TD Cowen isn’t alone in its cautious outlook. Goldman Sachs downgraded the stock to “Neutral” with a $41 price target in early March, and Deutsche Bank followed suit in late February with a “Hold” rating. As of March 11, 2026, Novo Nordisk’s stock is trading around $39.78, representing a more than 21% decline since the beginning of the year and a 53% drop from its 52-week high of $80.53.

CagriSema and the Competitive Landscape

A key concern for analysts centers on Novo Nordisk’s CagriSema, a potential successor to Wegovy. In an 84-week study, CagriSema demonstrated an average weight loss of 23%, slightly less than Eli Lilly’s tirzepatid, which achieved 25.5% weight loss. Importantly, CagriSema did not demonstrate non-inferiority to tirzepatid. Novo Nordisk has submitted CagriSema for FDA approval, with a decision expected by the end of 2026. A Phase 3 study with a higher dose of CagriSema is also planned for the second half of 2026.

Strong Q4 2025 Results Offset Concerns About 2026 Outlook

Despite the analyst concerns, Novo Nordisk reported strong financial results for the fourth quarter of 2025. The company’s total revenue reached 45.32 billion Danish kroner, exceeding estimates of 41.57 billion kroner. The obesity care segment experienced a 31% growth, generating 82.3 billion Danish kroner in revenue.

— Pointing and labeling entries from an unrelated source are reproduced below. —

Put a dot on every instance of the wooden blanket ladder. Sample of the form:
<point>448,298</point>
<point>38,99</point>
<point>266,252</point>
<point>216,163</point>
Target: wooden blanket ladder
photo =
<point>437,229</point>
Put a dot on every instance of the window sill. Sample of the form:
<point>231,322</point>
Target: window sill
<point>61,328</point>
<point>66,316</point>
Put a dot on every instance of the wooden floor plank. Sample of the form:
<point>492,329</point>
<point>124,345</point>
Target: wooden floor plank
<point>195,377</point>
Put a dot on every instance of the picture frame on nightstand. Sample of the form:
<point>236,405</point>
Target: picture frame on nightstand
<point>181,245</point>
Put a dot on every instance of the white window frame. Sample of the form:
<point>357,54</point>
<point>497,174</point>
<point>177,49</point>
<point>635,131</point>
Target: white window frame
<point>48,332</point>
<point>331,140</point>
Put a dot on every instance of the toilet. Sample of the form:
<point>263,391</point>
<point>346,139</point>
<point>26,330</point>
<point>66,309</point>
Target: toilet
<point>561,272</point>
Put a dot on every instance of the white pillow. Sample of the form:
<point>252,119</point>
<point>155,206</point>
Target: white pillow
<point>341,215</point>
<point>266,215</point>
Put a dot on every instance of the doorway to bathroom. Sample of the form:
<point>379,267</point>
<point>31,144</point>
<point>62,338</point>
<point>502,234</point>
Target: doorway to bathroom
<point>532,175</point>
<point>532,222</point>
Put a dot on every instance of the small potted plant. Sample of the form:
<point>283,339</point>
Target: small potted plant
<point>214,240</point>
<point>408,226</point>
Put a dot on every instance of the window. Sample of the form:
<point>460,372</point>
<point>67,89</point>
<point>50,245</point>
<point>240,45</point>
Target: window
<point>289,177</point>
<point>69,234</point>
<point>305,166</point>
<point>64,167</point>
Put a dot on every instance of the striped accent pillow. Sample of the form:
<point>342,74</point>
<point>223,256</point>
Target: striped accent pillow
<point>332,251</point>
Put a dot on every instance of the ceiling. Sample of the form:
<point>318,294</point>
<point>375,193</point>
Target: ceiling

However, Novo Nordisk’s management has issued a cautious outlook for 2026, projecting a decline in organic sales growth of between 5% and 13% due to pricing pressures and increased competition. A recent study suggests that generic semaglutide could be available for less than $3 per month, posing a long-term threat to the company’s core products.

Novo Nordisk’s annual general meeting is scheduled for March 26, where shareholders will vote on the continuation of the company’s share repurchase program. Later in the year, the FDA’s decision on CagriSema will be a critical event for evaluating the company’s pipeline and future prospects.

Novo Nordisk logo.

Key Takeaways

  • Strategic Partnership: Novo Nordisk has resolved its patent dispute with Hims & Hers through a collaboration to distribute FDA-approved Ozempic and Wegovy.
  • Analyst Downgrades: Several financial firms have downgraded Novo Nordisk’s stock rating, citing concerns about competition and patent expiration.
  • CagriSema Uncertainty: The performance of CagriSema, Novo Nordisk’s potential successor to Wegovy, remains a key factor in the company’s future.
  • Mixed Financial Outlook: Whereas Q4 2025 results were strong, the company anticipates a decline in sales growth for 2026.

The coming months will be pivotal for Novo Nordisk as it navigates a challenging market landscape. The FDA’s decision on CagriSema and the company’s ability to address competitive pressures will be crucial in determining its long-term success. Investors and industry observers will be closely watching these developments as Novo Nordisk strives to maintain its position as a leader in the global obesity and diabetes care market. The next major checkpoint for investors will be the FDA decision regarding CagriSema later in 2026.